As drivers paper logs were our best friend and our enemy at the same time. They forced us to fudge (cheat some people call it) because our bosses knew we could and expected it but took no responsibility for it, and we wanted to (had to) make money (who doesn’t?). Also, writing (and rewriting) paper logs is time-consuming and risky (two-thousand dollar and more fines — possible loss or suspension of driver’s license). Not to mention making one feel he or she is a criminal.

Even though I am a newby on e-logs (and I am not ashamed to say I am sometimes technology shy) I realize it is a new day. At 68 years old I just have to go with the flow or get out of the stream. I’m going to give it a go.

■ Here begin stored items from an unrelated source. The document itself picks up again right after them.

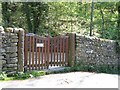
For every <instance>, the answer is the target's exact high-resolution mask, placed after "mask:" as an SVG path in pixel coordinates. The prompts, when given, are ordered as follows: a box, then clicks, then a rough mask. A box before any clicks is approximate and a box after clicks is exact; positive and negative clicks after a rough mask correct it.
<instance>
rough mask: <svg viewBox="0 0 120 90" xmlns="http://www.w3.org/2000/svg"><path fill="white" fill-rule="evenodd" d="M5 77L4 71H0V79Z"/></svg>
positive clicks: (2, 79) (4, 77) (4, 73)
mask: <svg viewBox="0 0 120 90" xmlns="http://www.w3.org/2000/svg"><path fill="white" fill-rule="evenodd" d="M5 78H7V75H6V74H5V73H4V72H2V73H0V80H5Z"/></svg>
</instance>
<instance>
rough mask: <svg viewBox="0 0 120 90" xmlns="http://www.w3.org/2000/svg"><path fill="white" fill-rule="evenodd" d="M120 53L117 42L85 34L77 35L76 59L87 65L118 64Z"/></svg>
mask: <svg viewBox="0 0 120 90" xmlns="http://www.w3.org/2000/svg"><path fill="white" fill-rule="evenodd" d="M119 56H120V54H119V53H117V52H116V42H115V41H114V40H106V39H100V38H95V37H88V36H83V35H78V34H77V35H76V61H77V63H78V62H79V63H81V62H82V63H84V64H86V65H97V66H99V65H109V66H113V67H117V66H118V60H119V59H120V57H119Z"/></svg>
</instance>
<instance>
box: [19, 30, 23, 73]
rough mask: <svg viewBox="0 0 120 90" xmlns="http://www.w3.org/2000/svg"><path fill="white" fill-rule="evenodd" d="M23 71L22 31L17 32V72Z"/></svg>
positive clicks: (22, 45) (22, 35)
mask: <svg viewBox="0 0 120 90" xmlns="http://www.w3.org/2000/svg"><path fill="white" fill-rule="evenodd" d="M23 69H24V30H23V29H22V28H19V30H18V72H23Z"/></svg>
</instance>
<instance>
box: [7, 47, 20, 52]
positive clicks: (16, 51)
mask: <svg viewBox="0 0 120 90" xmlns="http://www.w3.org/2000/svg"><path fill="white" fill-rule="evenodd" d="M17 51H18V50H17V47H6V52H11V53H12V52H17Z"/></svg>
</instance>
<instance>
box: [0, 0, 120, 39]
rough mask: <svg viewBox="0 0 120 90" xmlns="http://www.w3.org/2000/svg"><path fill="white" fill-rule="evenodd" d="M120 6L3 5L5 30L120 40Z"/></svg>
mask: <svg viewBox="0 0 120 90" xmlns="http://www.w3.org/2000/svg"><path fill="white" fill-rule="evenodd" d="M119 3H120V2H118V3H117V2H94V8H93V9H94V10H93V13H91V12H90V11H91V5H92V3H85V2H47V3H45V2H34V3H33V2H31V3H10V2H8V3H7V2H6V3H2V12H3V21H4V22H3V23H4V26H11V27H21V28H24V29H25V30H26V31H28V32H32V33H37V34H40V35H48V34H50V35H51V36H56V35H58V34H64V33H66V32H77V33H81V34H85V35H89V30H90V26H91V25H92V33H93V35H95V36H97V37H102V38H107V39H118V37H119V36H120V35H119V26H120V25H119V21H120V20H119V15H120V14H119V7H120V6H119ZM91 14H93V15H92V22H93V23H92V24H91Z"/></svg>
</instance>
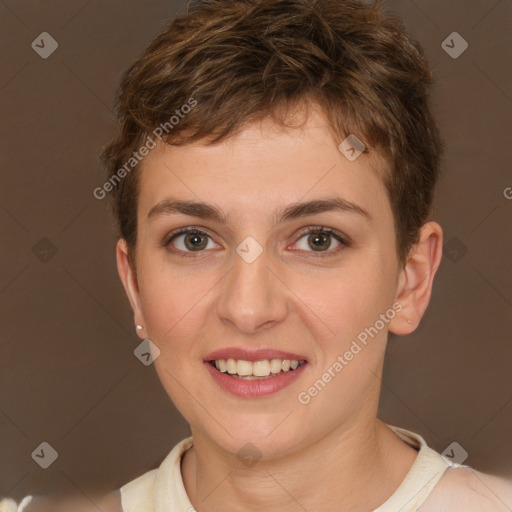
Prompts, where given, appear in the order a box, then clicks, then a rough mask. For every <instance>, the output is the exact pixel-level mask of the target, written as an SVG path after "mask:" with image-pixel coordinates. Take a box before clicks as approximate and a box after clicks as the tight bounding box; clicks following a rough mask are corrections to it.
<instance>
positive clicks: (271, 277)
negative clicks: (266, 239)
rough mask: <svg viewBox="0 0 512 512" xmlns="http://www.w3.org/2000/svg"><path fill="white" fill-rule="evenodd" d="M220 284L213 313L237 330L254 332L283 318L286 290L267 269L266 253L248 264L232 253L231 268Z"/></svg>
mask: <svg viewBox="0 0 512 512" xmlns="http://www.w3.org/2000/svg"><path fill="white" fill-rule="evenodd" d="M222 283H223V284H222V289H221V293H220V296H219V298H218V302H217V314H218V316H219V318H220V319H221V321H222V322H223V323H225V324H230V325H231V326H232V327H236V329H237V330H238V331H240V332H243V333H246V334H251V333H256V332H258V331H260V330H265V329H268V328H270V327H272V326H273V325H276V324H278V323H279V322H281V321H282V320H283V319H284V318H285V317H286V314H287V311H288V297H287V293H286V290H287V287H286V286H285V285H284V283H283V282H282V281H281V280H280V279H279V277H278V274H277V272H276V271H275V270H273V269H271V268H270V267H269V258H268V257H267V254H266V251H263V253H262V254H261V255H260V256H259V257H258V258H257V259H256V260H255V261H253V262H251V263H248V262H247V261H245V260H244V259H243V258H242V257H240V256H239V255H238V254H235V256H234V264H233V268H232V270H231V272H229V273H228V275H227V276H226V278H225V279H223V280H222Z"/></svg>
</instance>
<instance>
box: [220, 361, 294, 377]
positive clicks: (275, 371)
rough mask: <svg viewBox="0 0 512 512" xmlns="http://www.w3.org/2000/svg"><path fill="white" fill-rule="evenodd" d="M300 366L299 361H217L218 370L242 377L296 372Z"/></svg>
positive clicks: (256, 376)
mask: <svg viewBox="0 0 512 512" xmlns="http://www.w3.org/2000/svg"><path fill="white" fill-rule="evenodd" d="M300 362H301V363H302V362H303V361H300ZM298 366H299V361H298V360H297V359H291V360H290V359H270V360H269V359H263V360H261V361H255V362H252V361H245V360H244V359H227V360H226V359H216V360H215V367H216V368H217V370H219V371H221V372H227V373H229V374H231V375H235V374H238V375H240V376H250V375H253V376H255V377H267V376H268V375H270V374H271V373H279V372H281V371H284V372H287V371H290V368H291V369H292V370H295V369H296V368H297V367H298Z"/></svg>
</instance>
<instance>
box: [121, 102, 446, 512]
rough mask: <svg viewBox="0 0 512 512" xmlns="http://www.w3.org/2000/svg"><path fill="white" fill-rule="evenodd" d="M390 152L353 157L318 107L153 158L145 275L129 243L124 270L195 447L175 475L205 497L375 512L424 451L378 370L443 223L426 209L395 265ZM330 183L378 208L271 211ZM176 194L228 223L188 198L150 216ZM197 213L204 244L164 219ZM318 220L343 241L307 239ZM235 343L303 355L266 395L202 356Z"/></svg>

There is the conundrum of what do I do when I am at a shipper or receiver and my time runs out and my unforgiving e-log won’t let me “adjust things”. I’ve already had that happen and I won’t go into detail — a kind of Fifth Amendment thing.

Until there is some workable provision in the law to deal with getting caught over hours and no place to park (some think there is but in my reading there is not) all I can figure is I have to cut back on dispatches I will accept. If it even looks like it will run me over time I might have to decline — and that hurts because it means less money and maybe I don’t start heading for home as soon as I would like or maybe I get caught in that approaching storm over the mountains because of the delay. And besides I feel like I am not helping the company who is the source of my livelihood.

Even though I am on a more flexible schedule (fewer miles), voluntarily (I asked for it), due to my age and the fact I am on Social Security, I do not intend to work for less money for what I do. Something has to give. And I am sure that drivers out there who have families to support do not intend to work for less, regardless of hours of service restrictions and electronic surveillance (what it really is).

Something has to give.

p.s.

Make no mistake about it, all of this is just an intermediary step to driverless trucks, which will replace probably not all but a vast amount of the national fleet. But this is today and we have to live with today’s challenges. But for young people: I’d look for a different career — unless you want to train in computers and logistics or repair of the systems used. I’m sure we will always need what we today refer to as “mechanics” or “technicians” — but they will need more and different skills than required in previous times, plus some of those old skills.